We’d just spent a lovely afternoon at Plopsaland (yes, it is a real place – see this earlier post), in the pleasant Belgian coastal town of De Panne. If you’re wondering why the name De Panne sounds familiar, it’s because of its similarity to the French phrase for being in the state of automotive breakdown: en panne.
Camper Van Crisis
We’re bowling away from De Panne in the direction of Antwerp when my husband, at the steering wheel, starts emitting anguished noises nearly as loud as the sounds emanating from our back axle. When the rear right wheel starts to sound like a tank crossing cobblestones, Gordon pulls over onto the hard shoulder.
“We’ve got a flat tyre,” he surmises, stony-faced.
Cars and lorries are hurtling past us in the pitch black, terrifyingly close. It begins to rain.
My heart sinks. As Gordon scrabbles in his wallet for his rescue service membership card, I search for the paraphernalia that drivers are required to carry on the continent.
Don’t drive through France without it (photo via Amazon)
I’m astonished and relieved to discover that we do have on board the reflective triangle which must be placed 50-100m behind any vehicle in case of breakdown, plus the requisite dayglo waistcoat, which Gordon dons before marching into oncoming traffic to set up the triangle.
While he does so, I unearth the spare set of bulbs, the headlight adapters and the breathalyser, in the absence of which we would face a police charge. I’m impressed. We’re not normally this organised (and yes, I do realise that strictly speaking the headlight adapters ought to be on the headlights, not in a cupboard).
A Tale of Previous Panic
Innocents abroad – spot the tourists in Fontainebleau, summer 2011
Gordon is keen to avoid a recurrence of our previous near-arrest by French traffic police on an earlier trip.
They pulled us over in a small town on a sleepy summer Saturday afternoon, after we’d gone twice round a roundabout trying to find the local swimming pool to cool off. They asked to see our papers for the van. The papers were still in England.
While apologising profusely for their absence in my best schoolgirl French, I glanced over my shoulder to check that Laura, then aged 7, was not frightened at this turn of events. She flashed her sweetest smile at the policemen from where she sat surrounded by cuddly toys, and the gendarmes‘ hearts melted.
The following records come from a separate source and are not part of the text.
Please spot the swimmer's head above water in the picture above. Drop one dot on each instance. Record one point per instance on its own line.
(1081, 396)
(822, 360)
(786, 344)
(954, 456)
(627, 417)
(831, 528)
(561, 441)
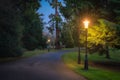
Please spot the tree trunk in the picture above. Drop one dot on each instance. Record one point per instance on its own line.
(107, 52)
(79, 57)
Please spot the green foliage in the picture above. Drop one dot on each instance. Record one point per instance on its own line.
(67, 38)
(33, 26)
(95, 72)
(20, 26)
(10, 29)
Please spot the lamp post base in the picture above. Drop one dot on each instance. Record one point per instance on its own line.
(86, 63)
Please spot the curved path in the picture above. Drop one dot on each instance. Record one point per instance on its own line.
(42, 67)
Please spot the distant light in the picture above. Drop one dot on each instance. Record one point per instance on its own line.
(86, 23)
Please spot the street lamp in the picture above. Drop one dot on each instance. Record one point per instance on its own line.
(48, 41)
(86, 23)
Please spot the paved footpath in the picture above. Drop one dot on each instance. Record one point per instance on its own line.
(42, 67)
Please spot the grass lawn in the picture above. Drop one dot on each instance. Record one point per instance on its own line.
(94, 72)
(25, 55)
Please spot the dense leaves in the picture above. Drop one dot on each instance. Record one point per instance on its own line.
(104, 22)
(20, 26)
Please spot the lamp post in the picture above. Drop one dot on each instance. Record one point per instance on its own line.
(48, 41)
(86, 23)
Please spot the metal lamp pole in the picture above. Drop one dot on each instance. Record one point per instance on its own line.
(86, 23)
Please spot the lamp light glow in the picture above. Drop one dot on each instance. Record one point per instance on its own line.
(86, 23)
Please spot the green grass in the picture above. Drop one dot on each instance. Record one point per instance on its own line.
(34, 52)
(25, 55)
(94, 73)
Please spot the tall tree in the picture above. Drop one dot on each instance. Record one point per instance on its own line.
(33, 25)
(10, 28)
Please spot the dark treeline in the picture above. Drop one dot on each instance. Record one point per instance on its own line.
(20, 27)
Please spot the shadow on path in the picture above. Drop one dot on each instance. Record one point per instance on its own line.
(42, 67)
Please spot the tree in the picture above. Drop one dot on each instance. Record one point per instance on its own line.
(67, 38)
(33, 25)
(10, 29)
(103, 35)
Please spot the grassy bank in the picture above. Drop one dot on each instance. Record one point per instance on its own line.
(94, 72)
(25, 55)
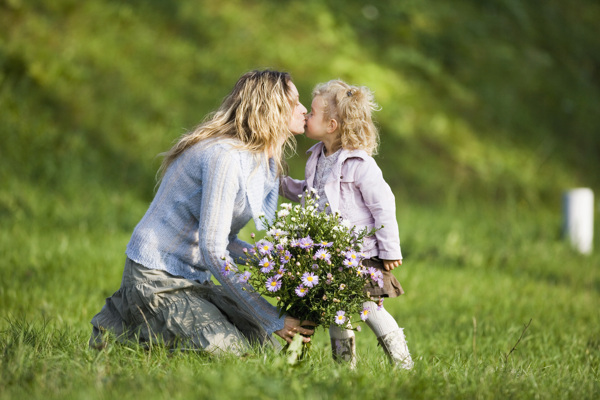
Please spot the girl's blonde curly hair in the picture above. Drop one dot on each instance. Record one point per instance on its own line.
(351, 106)
(256, 113)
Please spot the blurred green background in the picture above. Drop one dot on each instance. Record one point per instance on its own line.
(490, 110)
(488, 100)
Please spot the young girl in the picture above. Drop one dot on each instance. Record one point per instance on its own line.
(347, 179)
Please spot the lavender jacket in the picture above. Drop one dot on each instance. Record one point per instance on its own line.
(206, 197)
(357, 190)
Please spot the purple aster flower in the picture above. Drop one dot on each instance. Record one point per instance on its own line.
(281, 271)
(264, 247)
(329, 279)
(286, 257)
(310, 279)
(305, 243)
(273, 284)
(245, 277)
(364, 315)
(266, 265)
(301, 291)
(373, 273)
(322, 254)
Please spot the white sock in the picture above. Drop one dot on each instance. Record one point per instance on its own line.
(379, 320)
(337, 332)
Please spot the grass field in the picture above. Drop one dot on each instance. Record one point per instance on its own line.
(497, 306)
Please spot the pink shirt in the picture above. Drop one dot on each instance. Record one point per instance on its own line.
(357, 190)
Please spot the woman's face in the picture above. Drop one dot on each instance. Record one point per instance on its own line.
(296, 124)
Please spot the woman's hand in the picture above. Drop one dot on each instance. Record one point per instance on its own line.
(294, 325)
(389, 265)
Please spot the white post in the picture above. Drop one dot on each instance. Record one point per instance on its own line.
(578, 209)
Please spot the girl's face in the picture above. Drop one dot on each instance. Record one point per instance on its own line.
(316, 125)
(296, 124)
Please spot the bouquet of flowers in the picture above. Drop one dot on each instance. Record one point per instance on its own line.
(310, 262)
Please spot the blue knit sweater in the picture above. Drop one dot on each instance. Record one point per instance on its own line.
(208, 194)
A swift discussion ensued between the policemen, in which I detected that they were going to change their incident notes. They’d skip the bit about the missing papers and say they’d stopped us to check the child in the back was wearing a seatbelt. She was. We were off the hook – and they even told us how to get to the swimming pool.
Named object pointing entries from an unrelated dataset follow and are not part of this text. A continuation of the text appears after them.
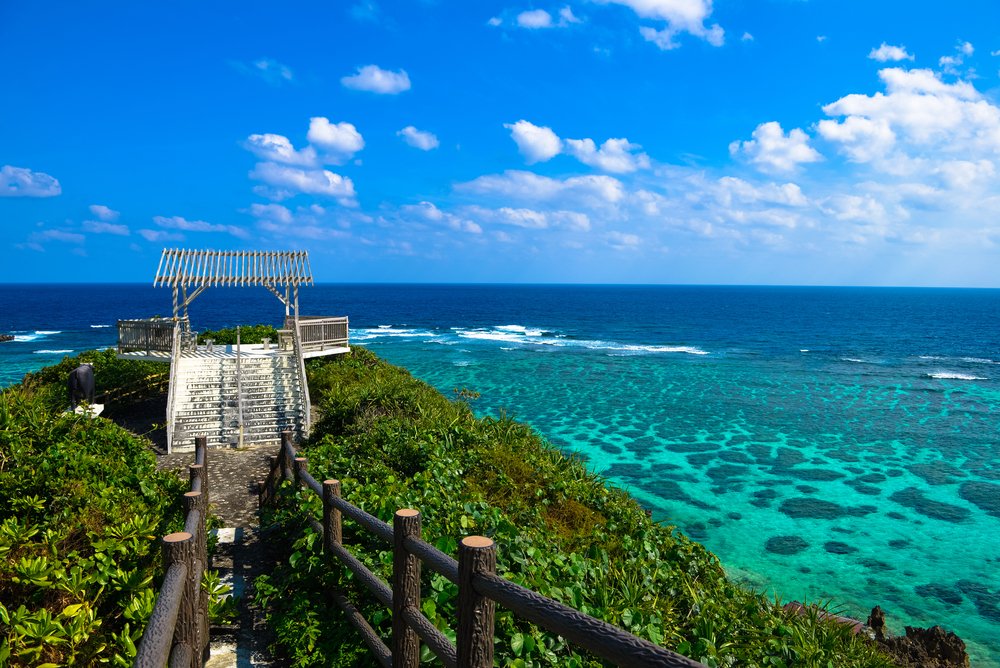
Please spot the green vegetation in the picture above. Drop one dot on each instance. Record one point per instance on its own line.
(81, 508)
(248, 334)
(395, 442)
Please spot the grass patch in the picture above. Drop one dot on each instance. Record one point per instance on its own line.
(395, 442)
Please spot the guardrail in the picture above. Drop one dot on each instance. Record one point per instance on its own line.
(154, 334)
(479, 588)
(177, 631)
(318, 333)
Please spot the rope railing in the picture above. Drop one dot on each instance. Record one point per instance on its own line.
(480, 589)
(177, 632)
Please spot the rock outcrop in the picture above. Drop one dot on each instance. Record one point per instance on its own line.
(923, 648)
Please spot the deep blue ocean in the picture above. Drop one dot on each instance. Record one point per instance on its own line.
(827, 443)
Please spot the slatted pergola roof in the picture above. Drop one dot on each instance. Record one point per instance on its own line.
(205, 268)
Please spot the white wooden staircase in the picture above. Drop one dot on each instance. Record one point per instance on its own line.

Back in De Panne in de present, I’m relieved to realise that our overseas rescue membership must still be valid, as it’s less than a year since we called them out in Luxembourg, when we renewed our card.
International Rescue
Our knight of the road
I keep to myself the knowledge that, in the UK at least, for safety reasons it’s deemed best practice to leave the distressed vehicle and sit on the hard shoulder until the rescue vehicle arrives. We might in theory be safer perched on a precipitous grassy bank in the dark and in the rain, but I feel more secure remaining in the van, with the lights on, rustling up a cup of tea and a meal on the gas stove.
We are not waiting long. A Belgian rescue mechanic arrives within the hour, cheerful, friendly and efficient. Ten minutes later, he’s replaced the burst tyre with the spare wheel. He advises us to drive slowly to the next aire (motorway services), conveniently just 700m ahead, to inflate the spare tyre to the legal standard. To make sure we arrive intact, he leads the way in his bright yellow van and helps us find the air hose, parking his van protectively alongside us, like a mother hen on wheels.
It’s only then that I notice on the side of his vehicle the declaration of the service that he offers: “Dépannage”. So, we have been dépanné in De Panne. That’s rather pleasing.
(Cover of 1974 single – image via Amazon.co.uk)
All the same, as he pulls away into the night, I make a mental note never to visit Shanghai.